For nearly 25 years, Amy Morey worked closely with renowned American artist Andrew Wyeth and his wife Betsy, gaining intimate access to thousands of paintings and sketches that the public had never seen. Now, 15 of Wyeth's watercolor studies are being exhibited for the very first time at the Farnsworth Art Museum in Rockland, Maine, offering viewers a rare glimpse into the artist's creative process that he fiercely protected during his lifetime.
Wyeth was adamantly opposed to showing his preliminary work to the public. Whether it was because his artistic process was laid completely bare in these studies, complete with handwritten notes about color and other technical details in the margins, or because the quick sketches and plein air watercolors felt too personal and intimate, the artist consistently refused to allow these preparatory works to be displayed. "I like the studies, I like them better sometimes than the finished watercolor or tempera," said Morey, who curated the current exhibition titled "Along the Goose River: Andrew Wyeth's Secret Subject."
The breakthrough came in the early 2000s, toward the end of Wyeth's life, when Morey began cautiously including a few studies in exhibitions. "I put them up and thought, oh well, this is it, I'm going to be in deep trouble – I'm going to be gone," she recalled with a laugh. "He didn't say anything. But I think he had to warm up to it." Rather than continuing his explicit prohibition, Wyeth simply stopped actively preventing their display, marking a subtle but significant shift in his approach.
Currently serving as the associate collection manager for the Andrew & Betsy Wyeth Study Center, Morey oversees approximately 7,000 of Wyeth's works and related materials housed between the Brandywine Art Museum in Chadds Ford, Pennsylvania, and the Farnsworth Art Museum. Part of her regular duties involves checking the countless flat file drawers where much of the collection is stored, ensuring that the various sketches and studies are properly preserved. It was during these routine conservation checks that the concept for the current exhibition took shape.
The show focuses on works created over nearly 60 years along a short stretch of the Goose River in Waldoboro, Maine, not far from the Wyeth family's Midcoast homebase in Cushing. Organized chronologically, the exhibition begins with what initially drew Wyeth to paint in this location: not the river itself, but an abandoned farmhouse on a secluded plot of land that possessed "an air of stately mystery not unlike the Olson House," according to Morey. "He develops a really deep relationship with the places he paints. And I would say this strongly applies to this group of paintings," she explained.

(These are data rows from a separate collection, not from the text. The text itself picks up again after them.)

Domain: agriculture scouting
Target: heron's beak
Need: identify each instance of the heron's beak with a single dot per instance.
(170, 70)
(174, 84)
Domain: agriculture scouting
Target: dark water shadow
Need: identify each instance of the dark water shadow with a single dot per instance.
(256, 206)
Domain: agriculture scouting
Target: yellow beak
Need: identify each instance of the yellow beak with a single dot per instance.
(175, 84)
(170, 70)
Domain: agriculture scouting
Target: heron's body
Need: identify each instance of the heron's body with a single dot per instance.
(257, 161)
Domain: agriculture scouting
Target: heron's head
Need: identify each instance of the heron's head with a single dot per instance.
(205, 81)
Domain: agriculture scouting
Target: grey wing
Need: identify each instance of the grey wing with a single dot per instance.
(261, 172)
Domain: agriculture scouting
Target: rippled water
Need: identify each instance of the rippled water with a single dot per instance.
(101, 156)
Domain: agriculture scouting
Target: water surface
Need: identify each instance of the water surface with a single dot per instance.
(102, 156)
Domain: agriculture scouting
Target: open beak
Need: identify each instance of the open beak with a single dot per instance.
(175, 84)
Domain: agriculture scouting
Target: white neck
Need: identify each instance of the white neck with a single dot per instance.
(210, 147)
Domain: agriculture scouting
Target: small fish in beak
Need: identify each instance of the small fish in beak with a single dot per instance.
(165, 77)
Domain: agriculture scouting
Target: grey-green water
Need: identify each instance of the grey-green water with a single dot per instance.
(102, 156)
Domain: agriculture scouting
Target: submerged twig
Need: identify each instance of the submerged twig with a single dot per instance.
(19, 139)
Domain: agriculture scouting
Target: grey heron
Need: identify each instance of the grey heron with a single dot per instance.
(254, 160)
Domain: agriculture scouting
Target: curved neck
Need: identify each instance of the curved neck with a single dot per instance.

For years, Wyeth would visit this isolated location alone to paint, sometimes even sneaking inside the abandoned Hoffses house. The interior had been left as if the family who had owned and abandoned it might return at any moment. "The house was well-appointed, decorated with beautifully patterned wallpaper, a beautiful parlor stove and other furniture throughout the rooms, too," Morey noted. These interior studies, dating from 1947, reveal a different side of Wyeth's artistic approach compared to his famous, highly polished tempera paintings.
The watercolors from the Hoffses house are filled with intricate detail and visual intrigue, but rendered in a much more spontaneous and lively manner than Wyeth's meticulously finished works. In his famous tempera paintings, brushstrokes virtually disappear, creating an almost photographic precision. However, in these studies, the focus is entirely on the mark-making itself – loose, fluid renderings of liquid shadows falling across a fireplace hearth, collections of oil lamps and ornate clocks sitting on mantels, with details remaining deliberately fuzzy while somehow still capturing the essence of glowing glass.
When the historic house was demolished about a decade after Wyeth first discovered it, the artist shifted his attention to the surrounding natural landscape, particularly the river itself. In studies for numerous tempera paintings created over the following five decades, Wyeth seemed to transfer the same brooding, contemplative atmosphere he had captured in his Hoffses house paintings to the natural environment that surrounded it. As Morey observed, "All the intense emotion that he had and the feeling he had for the experiences there were transferred to the falls and to the Goose River – a part of it, not the whole river, just outside and immediately downstream from where the house had stood."
Morey has no reservations about displaying these studies now, more than a decade after Wyeth's death in 2009. She believes they are incredibly revealing, both emotionally and in terms of artistic process, making them genuinely exciting for viewers to experience. Now that these 15 watercolors are finally being exhibited publicly, they can gain something they never possessed while hidden away in storage: an audience. This represents a crucial final element in the artistic process that Wyeth actually cherished.
"I remember Andrew, when he was alive, he would come in, and he was always especially excited when he had a painting he just brought in and got in the frame and went up on the wall," Morey recalled fondly. "He'd want to know what people asked, what they said. He was just very interested in people's reactions, and I think he was always hoping that somebody would add some information that he hadn't thought about." The exhibition "Along the Goose River: Andrew Wyeth's Secret Subject" will remain on display at the Farnsworth Art Museum through April 19, 2026, finally allowing these long-hidden works to fulfill their creator's desire for public engagement and interpretation.